I thought about this on the way home. It really struck me how immoral it all was. I thought about the parents that showed up. I thought about the children in attendance that interacted with teachers that sacrificed time with their own families to support this institution. I thought about community members impassioned enough to take time out of their schedule and show up even though they may not have kids enrolled in public school. I thought about the heartfelt stories told by alumni and what the school meant to them. All of that is wiped from the equation and is reduced to a single data point that translates into a passing or failing school. That’s criminal.

When Chris Barbic as head of the ASD says “I’m just here to make a bad school better” and chooses to ignore all the factors that go into that school, that’s immoral. When teachers tell me that the ASD representatives who toured the school were more interested in the property then the actual students, that’s immoral. When you refuse to provide adequate translators to parents who are going to be affected by your actions, that’s immoral. I also believe, when you stand and preach about how every dollar goes to the child yet you draw a salary of 200k from working with kids that live in poverty, that’s immoral. The whole process is predatory and immoral.

I’ll be honest with you. I consider quitting this fight on a daily basis. It makes me nuts. It impacts my home life. It takes time away that I could be spending with my family and truth be known, we have other options. Then on a day like today, when I go read to my child’s class at a school that because of demographics could be labeled a failing school, it becomes crystal clear again. When I look out at all those kids who are all facing their own individual challenges that reformers expect them to overcome alone or they’ll label failures, I remember. Going to this school is going to make my children better people and their presence is going  to make those children better people. I owe it to my children to give them that chance.

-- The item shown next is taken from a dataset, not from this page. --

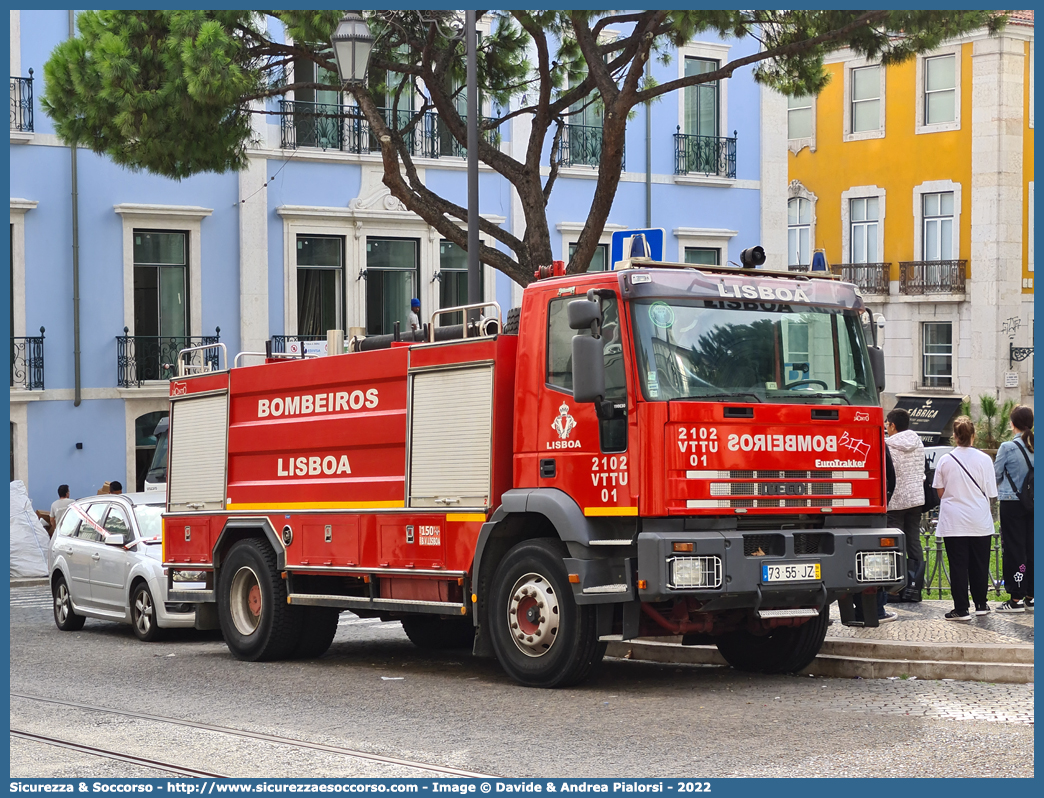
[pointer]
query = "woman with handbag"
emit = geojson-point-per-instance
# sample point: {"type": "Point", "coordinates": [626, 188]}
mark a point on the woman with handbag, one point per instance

A former head of TFA Nashville once said to me that its important to remember that children of color are not in a classroom to be my child’s sociology experiment. I bought into that at first and then as I thought about it, I realized, that’s hogwash. That kid is certainly there to be my child’s sociology experience and my child is there to be their sociology project because that’s how the world looks and children need to learn to navigate it together. They need to learn to read and write, add and subtract, negotiate and compromise together. There is more to being career and college ready then the measurable and that’s what reformers fail to acknowledge about our challenged schools. So Achievement School District keep on trying to gaslight, because this Dad, he made a promise to his kids and every kid. As the spouse of a teacher I also made a promise to fight for her right  to utilize the skills thats she’s worked so hard to develop to help all children reach their full potential. I plan on keeping those promises.